Open colarusso opened 2 years ago

colarusso commented 2 years ago

Take a look at https://github.com/SuffolkLITLab/docassemble-ALWeaver/blob/2f0e9dd4d02a981e9a925176fc206fd29c0e7309/docassemble/ALWeaver/interview_generator.py#L1185 and https://github.com/SuffolkLITLab/docassemble-ALWeaver/blob/2f0e9dd4d02a981e9a925176fc206fd29c0e7309/docassemble/ALWeaver/generator_constants.py#L146 to see the rules for deciding if a variable represents a person's name. a few of the variables your normalizer caught have Name in them already, which probably means they should be turned into people variables that the Weaver can recognize. As it is it looks like the normalizer is dropping Name from the normalized field label because it thinks it has lower semantic value.

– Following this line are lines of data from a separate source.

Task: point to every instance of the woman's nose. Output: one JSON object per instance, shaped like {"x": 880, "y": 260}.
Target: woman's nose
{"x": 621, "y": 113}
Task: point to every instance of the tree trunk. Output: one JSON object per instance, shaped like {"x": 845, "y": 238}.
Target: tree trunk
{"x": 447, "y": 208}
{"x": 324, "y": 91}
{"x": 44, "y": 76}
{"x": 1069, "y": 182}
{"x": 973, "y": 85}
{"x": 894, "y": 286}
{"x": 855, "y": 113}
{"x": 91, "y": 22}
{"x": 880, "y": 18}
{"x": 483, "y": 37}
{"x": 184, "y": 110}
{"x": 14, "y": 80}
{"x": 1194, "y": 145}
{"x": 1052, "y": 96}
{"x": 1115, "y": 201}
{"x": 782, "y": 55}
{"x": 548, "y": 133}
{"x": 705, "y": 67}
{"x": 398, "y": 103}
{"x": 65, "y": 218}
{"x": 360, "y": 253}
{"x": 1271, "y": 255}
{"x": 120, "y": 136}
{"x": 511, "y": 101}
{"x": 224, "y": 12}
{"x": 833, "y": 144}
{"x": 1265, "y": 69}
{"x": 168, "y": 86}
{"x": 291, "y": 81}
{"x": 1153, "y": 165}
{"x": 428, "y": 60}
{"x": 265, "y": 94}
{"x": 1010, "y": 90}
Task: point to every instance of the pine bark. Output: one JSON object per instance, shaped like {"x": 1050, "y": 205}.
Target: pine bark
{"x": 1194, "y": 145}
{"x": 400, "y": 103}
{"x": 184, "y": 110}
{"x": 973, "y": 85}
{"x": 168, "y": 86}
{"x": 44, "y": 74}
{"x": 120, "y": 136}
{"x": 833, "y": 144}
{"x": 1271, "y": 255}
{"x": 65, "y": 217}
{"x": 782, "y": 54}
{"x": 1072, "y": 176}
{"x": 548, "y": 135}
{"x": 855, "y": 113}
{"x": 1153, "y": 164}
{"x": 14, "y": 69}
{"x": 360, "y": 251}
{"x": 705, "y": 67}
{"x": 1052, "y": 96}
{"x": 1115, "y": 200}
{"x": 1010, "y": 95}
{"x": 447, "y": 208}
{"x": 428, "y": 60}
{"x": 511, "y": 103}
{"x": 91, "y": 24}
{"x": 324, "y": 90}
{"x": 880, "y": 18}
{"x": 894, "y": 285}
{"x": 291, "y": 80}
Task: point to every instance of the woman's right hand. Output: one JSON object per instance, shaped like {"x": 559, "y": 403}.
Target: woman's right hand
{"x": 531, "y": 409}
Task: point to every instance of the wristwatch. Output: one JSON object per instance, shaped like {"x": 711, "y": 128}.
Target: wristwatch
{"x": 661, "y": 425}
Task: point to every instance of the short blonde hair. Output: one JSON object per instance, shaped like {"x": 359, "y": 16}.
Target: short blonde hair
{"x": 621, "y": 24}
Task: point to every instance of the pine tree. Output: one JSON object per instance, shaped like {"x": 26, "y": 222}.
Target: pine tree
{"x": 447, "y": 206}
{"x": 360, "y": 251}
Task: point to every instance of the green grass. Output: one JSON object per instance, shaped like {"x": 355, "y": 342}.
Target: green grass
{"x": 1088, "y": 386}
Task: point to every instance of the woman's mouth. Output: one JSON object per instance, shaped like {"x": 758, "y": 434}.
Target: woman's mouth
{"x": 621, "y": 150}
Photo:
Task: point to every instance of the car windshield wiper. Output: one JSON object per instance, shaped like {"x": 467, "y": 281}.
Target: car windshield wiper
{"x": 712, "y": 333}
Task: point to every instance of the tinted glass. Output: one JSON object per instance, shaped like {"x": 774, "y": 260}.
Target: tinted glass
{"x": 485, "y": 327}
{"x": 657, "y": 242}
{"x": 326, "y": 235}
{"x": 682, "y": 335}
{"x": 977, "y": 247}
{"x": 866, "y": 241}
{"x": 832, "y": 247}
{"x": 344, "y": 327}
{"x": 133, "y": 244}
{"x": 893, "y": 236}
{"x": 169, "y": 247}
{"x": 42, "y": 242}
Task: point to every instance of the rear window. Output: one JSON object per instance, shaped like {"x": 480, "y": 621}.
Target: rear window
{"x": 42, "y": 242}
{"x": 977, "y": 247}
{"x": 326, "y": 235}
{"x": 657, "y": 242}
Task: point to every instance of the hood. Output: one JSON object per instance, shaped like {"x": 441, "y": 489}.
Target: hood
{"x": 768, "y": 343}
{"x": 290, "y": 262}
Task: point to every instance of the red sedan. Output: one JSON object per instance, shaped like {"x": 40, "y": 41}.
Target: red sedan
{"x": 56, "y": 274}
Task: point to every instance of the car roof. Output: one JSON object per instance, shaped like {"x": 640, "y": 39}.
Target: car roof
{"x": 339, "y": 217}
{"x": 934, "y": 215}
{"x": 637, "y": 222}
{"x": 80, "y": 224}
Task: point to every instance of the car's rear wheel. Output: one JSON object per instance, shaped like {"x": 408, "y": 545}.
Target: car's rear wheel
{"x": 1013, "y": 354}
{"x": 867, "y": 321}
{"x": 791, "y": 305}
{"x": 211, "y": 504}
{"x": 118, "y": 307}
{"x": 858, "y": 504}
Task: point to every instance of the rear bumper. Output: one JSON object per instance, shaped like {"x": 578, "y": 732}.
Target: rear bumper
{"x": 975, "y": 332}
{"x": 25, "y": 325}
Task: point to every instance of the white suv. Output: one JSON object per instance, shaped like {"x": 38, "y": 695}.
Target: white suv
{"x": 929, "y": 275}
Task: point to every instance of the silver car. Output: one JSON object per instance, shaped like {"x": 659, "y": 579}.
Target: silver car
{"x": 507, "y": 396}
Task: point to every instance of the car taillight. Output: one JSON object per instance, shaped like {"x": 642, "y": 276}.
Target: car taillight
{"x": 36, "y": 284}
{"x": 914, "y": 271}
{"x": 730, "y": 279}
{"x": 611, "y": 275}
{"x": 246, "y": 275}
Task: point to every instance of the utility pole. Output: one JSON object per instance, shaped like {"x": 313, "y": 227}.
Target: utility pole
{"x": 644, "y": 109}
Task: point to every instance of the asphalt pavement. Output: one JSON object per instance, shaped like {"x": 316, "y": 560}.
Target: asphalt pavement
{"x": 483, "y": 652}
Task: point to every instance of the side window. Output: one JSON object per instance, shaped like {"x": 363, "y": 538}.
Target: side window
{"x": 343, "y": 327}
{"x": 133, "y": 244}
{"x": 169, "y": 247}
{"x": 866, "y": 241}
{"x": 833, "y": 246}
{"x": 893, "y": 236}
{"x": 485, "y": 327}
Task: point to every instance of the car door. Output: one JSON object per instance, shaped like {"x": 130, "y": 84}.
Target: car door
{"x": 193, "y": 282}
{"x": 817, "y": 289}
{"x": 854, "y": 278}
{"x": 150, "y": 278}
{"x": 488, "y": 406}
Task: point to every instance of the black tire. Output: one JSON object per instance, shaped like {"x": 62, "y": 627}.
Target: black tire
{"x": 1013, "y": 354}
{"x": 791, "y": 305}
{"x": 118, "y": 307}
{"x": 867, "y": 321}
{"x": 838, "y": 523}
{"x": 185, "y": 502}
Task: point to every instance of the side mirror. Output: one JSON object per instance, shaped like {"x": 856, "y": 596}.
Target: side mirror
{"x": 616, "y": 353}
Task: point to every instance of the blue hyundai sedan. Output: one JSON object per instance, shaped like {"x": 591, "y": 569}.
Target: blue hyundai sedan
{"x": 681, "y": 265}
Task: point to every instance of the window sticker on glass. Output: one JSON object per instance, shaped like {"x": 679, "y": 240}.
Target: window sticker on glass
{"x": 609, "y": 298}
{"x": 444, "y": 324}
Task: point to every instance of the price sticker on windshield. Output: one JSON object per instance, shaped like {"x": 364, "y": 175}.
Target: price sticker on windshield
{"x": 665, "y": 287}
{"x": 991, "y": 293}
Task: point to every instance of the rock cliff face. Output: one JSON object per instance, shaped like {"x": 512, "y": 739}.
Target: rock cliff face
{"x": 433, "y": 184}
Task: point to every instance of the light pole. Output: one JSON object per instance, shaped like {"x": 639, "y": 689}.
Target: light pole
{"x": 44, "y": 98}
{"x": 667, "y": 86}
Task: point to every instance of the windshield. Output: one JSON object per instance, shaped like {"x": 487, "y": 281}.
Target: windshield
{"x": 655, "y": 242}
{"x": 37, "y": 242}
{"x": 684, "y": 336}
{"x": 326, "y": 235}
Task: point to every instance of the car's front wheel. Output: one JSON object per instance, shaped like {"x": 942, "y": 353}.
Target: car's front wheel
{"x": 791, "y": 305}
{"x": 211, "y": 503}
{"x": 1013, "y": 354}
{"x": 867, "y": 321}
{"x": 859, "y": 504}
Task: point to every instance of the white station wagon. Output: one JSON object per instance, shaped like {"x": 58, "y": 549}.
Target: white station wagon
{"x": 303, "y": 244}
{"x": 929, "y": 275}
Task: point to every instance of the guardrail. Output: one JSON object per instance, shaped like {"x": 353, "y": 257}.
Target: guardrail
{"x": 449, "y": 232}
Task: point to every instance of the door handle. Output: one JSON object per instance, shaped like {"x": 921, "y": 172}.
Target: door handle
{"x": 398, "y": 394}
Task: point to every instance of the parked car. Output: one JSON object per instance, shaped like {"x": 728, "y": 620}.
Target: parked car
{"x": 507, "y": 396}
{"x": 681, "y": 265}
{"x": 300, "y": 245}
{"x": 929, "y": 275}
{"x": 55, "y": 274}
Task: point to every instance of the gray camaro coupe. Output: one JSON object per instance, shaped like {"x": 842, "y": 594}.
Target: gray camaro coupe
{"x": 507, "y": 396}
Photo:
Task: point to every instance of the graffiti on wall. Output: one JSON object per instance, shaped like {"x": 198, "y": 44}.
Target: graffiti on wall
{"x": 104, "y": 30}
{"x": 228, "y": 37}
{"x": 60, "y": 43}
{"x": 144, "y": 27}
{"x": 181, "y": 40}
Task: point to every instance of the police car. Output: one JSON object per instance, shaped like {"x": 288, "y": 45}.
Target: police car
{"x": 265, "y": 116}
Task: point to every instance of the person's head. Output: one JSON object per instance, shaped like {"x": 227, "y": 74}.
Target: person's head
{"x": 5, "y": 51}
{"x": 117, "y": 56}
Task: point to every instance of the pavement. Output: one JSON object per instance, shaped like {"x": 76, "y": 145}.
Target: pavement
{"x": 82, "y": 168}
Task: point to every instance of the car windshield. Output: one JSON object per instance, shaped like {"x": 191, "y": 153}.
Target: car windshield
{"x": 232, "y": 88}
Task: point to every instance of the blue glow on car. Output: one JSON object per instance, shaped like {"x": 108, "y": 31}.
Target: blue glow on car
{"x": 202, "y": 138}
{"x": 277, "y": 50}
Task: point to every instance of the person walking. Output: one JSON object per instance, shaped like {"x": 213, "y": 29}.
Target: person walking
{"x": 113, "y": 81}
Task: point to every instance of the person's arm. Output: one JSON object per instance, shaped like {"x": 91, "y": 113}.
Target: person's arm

colarusso commented 2 years ago

Considerations: I'm thinking maybe the regex should only be for very clear cases (e.g., Name = user1_name) and that ambiguous fields should be handled by the ML classifier which should catch them before the rough normalize knocks out things like "name." My worry is that just searching for fields with Name and making them a person will be overly broad and have a hard time determining whose name something should be. The ML clf should be better if it has sufficient training data. I'm going to let this sit for a while and get a better feel for what the right balance is.